More than 1,200 points the Dow Jones Industrial Average fell, which amounted to a nearly 4% drop, making it the index’s worst day since June 2020. Its worst day of 2022 the S&P 500, meanwhile the index to which many 401(k)s are pegged — dropped more than 4%. More than 5% of the tech-heavy Nasdaq plummeted.

In August inflation data was released on Tuesday which revealed that prices rose slightly, to decide on another interest rate hike next week for U.S. households worsening the cost woes as the Federal Reserve readies.

Whether inflation has peaked the data calls into question.

According to the Bureau of Labour Statistics, On a monthly basis, the consumer price index rose 0.1% in August, inching upward from the flat month-to-month movement in July.

According to the bureau, in August the consumer price index, or CPI, rose 8.3% over the past year, a slight slowdown from 8.5% in July.

The cost of gas continued to fall significantly in August by dropping 10.6%. Gasoline prices are one major bright spot to show the CPI continued. 

Prices rose broadly outside of the energy sector.

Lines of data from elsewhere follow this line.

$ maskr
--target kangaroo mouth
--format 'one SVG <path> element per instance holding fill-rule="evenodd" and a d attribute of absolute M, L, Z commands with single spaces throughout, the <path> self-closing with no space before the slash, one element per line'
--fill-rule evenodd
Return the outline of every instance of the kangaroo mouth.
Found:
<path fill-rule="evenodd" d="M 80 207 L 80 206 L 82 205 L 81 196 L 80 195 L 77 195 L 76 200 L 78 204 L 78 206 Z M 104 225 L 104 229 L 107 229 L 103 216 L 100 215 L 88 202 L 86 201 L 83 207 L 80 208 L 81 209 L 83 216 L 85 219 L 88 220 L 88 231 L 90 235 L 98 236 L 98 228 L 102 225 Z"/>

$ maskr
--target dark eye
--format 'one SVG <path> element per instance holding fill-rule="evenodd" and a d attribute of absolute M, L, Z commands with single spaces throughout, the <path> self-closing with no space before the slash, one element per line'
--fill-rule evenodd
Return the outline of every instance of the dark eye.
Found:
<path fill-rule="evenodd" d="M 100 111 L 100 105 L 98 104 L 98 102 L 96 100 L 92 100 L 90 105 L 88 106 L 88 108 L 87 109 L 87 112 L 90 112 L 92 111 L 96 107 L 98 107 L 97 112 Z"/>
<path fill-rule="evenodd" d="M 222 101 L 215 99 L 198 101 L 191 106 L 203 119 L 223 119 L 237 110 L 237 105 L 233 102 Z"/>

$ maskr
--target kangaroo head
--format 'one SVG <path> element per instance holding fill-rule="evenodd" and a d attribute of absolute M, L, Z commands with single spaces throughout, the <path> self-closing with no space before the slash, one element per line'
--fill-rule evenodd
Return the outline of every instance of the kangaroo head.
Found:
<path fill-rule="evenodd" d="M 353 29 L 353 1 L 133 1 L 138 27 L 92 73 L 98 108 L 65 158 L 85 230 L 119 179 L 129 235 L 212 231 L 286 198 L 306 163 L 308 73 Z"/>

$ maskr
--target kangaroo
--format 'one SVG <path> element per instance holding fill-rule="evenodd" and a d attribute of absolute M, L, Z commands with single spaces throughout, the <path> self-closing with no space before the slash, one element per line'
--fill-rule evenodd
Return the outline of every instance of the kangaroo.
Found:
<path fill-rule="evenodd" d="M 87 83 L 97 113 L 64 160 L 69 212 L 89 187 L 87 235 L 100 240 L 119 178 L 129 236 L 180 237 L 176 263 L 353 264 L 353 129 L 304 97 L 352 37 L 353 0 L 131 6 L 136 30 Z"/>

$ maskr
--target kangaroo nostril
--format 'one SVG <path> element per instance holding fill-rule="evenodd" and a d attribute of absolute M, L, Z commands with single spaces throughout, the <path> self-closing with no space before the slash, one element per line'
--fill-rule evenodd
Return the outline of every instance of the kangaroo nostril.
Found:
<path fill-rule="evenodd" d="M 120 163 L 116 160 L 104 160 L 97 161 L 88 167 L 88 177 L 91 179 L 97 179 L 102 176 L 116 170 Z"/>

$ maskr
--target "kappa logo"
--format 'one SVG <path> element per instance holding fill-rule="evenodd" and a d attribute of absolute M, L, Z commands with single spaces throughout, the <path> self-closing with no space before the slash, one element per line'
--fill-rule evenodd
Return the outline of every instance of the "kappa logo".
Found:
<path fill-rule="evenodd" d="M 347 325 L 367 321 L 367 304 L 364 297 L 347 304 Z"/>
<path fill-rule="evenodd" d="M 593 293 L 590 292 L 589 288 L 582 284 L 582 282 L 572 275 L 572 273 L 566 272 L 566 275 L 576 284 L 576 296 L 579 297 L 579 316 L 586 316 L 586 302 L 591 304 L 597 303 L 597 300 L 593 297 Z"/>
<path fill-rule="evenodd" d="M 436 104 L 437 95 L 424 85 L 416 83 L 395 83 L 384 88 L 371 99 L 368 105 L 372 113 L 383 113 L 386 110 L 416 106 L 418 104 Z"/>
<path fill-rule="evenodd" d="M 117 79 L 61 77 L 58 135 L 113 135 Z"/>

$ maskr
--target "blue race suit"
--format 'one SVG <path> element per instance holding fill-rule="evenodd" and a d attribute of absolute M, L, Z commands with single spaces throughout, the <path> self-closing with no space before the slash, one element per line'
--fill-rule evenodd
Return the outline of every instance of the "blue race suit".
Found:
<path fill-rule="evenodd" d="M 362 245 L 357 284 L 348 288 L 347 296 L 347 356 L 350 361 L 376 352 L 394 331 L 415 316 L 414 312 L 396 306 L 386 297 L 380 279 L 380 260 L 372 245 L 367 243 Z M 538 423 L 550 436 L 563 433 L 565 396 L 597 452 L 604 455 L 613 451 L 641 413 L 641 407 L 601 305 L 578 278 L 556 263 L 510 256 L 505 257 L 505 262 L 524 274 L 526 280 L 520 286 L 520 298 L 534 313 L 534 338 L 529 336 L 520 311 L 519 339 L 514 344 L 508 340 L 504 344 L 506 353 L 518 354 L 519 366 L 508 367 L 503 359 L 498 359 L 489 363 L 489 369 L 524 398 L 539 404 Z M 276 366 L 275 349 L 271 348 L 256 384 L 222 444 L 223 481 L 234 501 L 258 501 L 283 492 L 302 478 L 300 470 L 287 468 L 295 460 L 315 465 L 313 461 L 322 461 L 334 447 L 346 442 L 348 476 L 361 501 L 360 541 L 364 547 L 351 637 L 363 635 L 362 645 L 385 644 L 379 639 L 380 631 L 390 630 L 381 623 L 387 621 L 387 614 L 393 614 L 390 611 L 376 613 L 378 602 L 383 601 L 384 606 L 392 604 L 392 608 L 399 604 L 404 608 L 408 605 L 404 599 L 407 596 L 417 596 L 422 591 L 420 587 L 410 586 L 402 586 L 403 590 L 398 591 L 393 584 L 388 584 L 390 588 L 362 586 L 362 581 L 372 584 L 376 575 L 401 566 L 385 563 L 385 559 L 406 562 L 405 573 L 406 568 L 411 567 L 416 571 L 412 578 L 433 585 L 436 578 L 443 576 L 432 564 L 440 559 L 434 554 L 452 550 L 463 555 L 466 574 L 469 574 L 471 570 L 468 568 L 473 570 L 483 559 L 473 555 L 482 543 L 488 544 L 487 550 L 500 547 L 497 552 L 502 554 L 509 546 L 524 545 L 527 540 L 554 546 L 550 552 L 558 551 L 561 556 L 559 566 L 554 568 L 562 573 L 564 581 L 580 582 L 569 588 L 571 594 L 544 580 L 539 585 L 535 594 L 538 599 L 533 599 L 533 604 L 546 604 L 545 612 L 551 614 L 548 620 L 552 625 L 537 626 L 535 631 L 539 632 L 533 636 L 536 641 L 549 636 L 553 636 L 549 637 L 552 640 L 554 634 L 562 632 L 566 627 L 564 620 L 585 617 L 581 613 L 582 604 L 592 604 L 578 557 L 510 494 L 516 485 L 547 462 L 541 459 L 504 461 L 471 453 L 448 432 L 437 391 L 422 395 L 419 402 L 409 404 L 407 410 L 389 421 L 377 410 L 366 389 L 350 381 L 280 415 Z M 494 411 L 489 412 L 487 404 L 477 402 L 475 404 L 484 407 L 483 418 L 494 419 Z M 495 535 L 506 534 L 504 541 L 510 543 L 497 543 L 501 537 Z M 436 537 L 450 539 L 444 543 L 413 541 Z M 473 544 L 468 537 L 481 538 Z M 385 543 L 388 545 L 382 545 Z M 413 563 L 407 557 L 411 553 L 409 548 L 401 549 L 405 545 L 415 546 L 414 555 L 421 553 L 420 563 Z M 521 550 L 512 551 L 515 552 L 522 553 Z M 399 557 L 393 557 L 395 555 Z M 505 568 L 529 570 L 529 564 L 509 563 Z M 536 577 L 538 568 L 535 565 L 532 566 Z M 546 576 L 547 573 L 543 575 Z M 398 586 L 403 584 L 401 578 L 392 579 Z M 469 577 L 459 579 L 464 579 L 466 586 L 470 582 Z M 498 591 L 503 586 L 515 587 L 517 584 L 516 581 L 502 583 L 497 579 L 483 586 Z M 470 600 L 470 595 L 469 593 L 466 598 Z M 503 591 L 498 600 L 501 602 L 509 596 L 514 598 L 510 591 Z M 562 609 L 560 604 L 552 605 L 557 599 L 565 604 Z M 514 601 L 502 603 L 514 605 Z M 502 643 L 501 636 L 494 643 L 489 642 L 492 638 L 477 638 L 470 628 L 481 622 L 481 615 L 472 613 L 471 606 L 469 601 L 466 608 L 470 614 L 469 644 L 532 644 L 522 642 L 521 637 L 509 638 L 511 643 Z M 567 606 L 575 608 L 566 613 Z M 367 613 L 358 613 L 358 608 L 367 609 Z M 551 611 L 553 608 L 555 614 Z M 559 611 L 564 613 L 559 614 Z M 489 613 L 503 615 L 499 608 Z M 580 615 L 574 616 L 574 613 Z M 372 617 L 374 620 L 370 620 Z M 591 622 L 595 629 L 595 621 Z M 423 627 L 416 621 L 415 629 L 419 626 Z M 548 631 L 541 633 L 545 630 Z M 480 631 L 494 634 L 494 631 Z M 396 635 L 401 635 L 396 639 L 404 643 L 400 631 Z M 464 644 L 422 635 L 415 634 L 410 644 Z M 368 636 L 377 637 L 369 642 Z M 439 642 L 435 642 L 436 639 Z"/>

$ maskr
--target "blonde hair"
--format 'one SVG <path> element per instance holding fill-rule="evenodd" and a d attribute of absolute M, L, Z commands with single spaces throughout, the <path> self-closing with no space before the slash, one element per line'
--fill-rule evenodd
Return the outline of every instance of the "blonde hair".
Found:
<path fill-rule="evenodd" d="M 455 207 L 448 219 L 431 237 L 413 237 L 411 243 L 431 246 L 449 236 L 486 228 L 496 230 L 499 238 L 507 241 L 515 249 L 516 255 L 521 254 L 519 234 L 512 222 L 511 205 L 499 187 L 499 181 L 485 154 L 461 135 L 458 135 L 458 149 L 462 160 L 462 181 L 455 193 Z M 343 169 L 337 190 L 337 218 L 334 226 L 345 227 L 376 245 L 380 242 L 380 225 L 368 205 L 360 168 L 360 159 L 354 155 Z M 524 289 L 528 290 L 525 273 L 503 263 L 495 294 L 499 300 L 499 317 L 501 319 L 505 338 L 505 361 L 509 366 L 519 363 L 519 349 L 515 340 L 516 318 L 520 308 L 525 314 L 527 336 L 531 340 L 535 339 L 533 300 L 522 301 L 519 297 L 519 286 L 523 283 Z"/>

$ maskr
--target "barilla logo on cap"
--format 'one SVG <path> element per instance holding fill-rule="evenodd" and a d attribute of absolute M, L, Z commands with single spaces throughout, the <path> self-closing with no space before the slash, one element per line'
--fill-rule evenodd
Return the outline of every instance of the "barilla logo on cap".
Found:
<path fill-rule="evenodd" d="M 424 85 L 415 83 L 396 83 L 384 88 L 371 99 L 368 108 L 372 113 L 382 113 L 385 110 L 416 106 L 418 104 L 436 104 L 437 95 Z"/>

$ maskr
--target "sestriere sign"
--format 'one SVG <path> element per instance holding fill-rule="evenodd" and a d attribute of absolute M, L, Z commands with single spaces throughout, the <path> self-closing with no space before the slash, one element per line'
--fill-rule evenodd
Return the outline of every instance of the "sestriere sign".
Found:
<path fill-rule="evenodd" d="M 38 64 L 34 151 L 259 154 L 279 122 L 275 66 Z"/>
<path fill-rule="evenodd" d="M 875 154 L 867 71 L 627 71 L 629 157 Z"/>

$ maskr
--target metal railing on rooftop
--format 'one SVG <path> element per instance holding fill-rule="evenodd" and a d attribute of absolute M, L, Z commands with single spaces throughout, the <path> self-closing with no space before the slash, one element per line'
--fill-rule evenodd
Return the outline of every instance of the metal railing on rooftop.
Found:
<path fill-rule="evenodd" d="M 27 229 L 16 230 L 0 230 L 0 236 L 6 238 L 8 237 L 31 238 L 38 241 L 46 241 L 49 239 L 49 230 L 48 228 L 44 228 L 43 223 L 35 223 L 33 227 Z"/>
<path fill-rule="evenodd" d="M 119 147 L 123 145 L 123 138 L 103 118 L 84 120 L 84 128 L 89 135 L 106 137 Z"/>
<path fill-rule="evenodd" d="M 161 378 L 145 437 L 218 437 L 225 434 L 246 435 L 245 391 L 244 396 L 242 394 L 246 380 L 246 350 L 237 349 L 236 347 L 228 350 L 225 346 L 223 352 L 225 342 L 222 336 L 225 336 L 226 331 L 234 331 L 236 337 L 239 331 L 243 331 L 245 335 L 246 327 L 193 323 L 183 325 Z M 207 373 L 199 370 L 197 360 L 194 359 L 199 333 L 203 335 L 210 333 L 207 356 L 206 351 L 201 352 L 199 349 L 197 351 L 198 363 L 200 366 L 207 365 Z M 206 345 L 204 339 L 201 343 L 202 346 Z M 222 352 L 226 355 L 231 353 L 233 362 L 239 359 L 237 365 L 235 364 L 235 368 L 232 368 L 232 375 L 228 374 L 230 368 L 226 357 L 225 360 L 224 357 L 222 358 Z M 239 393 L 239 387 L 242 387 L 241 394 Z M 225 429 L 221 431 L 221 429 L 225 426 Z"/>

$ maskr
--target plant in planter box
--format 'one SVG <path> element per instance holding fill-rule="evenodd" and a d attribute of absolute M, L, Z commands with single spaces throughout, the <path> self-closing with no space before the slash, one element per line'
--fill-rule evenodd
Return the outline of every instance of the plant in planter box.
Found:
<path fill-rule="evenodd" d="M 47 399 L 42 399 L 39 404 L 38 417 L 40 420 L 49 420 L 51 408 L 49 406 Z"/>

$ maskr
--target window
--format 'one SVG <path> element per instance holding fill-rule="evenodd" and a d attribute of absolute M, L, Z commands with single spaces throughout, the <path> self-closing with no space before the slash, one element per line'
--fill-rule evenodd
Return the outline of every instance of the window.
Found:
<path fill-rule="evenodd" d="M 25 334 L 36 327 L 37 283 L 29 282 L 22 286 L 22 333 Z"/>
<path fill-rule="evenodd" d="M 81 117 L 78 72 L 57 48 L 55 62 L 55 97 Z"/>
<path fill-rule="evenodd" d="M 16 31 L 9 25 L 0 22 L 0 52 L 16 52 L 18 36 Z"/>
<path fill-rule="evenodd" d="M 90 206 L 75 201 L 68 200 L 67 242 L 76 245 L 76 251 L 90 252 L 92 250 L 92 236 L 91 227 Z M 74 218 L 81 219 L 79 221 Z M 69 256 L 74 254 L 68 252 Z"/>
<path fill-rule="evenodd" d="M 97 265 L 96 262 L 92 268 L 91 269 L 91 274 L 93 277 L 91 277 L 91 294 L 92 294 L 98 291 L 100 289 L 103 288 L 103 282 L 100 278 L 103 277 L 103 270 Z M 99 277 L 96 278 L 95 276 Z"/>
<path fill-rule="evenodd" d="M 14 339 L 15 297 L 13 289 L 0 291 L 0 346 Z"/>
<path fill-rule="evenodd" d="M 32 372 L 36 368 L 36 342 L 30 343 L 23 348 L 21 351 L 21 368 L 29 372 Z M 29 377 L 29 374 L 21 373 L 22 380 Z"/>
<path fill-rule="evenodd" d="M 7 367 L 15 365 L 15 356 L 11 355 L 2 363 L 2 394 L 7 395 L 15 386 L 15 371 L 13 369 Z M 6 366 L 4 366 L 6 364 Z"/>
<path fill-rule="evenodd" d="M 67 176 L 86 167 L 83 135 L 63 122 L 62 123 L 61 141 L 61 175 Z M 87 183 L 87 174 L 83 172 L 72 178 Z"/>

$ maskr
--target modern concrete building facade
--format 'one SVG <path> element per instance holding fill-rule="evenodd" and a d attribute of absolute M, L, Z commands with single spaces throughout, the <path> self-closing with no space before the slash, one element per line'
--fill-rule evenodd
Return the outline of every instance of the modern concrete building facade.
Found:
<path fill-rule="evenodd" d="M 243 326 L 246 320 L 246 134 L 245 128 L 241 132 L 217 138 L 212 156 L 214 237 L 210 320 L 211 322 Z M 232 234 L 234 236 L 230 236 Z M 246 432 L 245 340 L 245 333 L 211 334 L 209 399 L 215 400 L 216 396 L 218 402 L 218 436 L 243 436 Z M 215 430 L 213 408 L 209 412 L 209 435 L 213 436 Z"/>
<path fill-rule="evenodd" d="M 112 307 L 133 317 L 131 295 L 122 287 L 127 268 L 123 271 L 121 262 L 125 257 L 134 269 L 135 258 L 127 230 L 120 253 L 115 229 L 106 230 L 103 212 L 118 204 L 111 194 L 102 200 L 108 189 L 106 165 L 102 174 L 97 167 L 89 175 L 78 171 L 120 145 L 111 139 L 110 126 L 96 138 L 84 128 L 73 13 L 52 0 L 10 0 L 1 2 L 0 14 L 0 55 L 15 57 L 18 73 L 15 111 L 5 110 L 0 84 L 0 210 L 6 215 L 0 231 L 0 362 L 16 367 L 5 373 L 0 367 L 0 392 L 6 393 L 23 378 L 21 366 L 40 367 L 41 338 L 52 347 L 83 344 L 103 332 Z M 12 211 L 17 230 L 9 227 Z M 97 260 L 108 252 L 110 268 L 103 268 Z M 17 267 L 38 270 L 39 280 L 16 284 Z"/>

On a monthly basis food prices rose 0.8%, slowing from their monthly increase in July but remaining highly elevated.

At a faster rate in August than they had over the month prior measures of the consumer prices for shelter, new vehicles and apparel all rose.

The data arrives little before Federal Reserve officials meet to determine what investors expect to be another borrowing cost increase aimed at fighting inflation more than a week later.

Jefferies economists Aneta Markowska and Thomas Simons said in a note, that “In terms of Fed expectations, today’s inflation report is a game changer”. “In fact, both energy and food prices are moderating, but core pressure remains very stubborn. In core the July slowdown now looks like a one-off, rather than the beginning of a trend.”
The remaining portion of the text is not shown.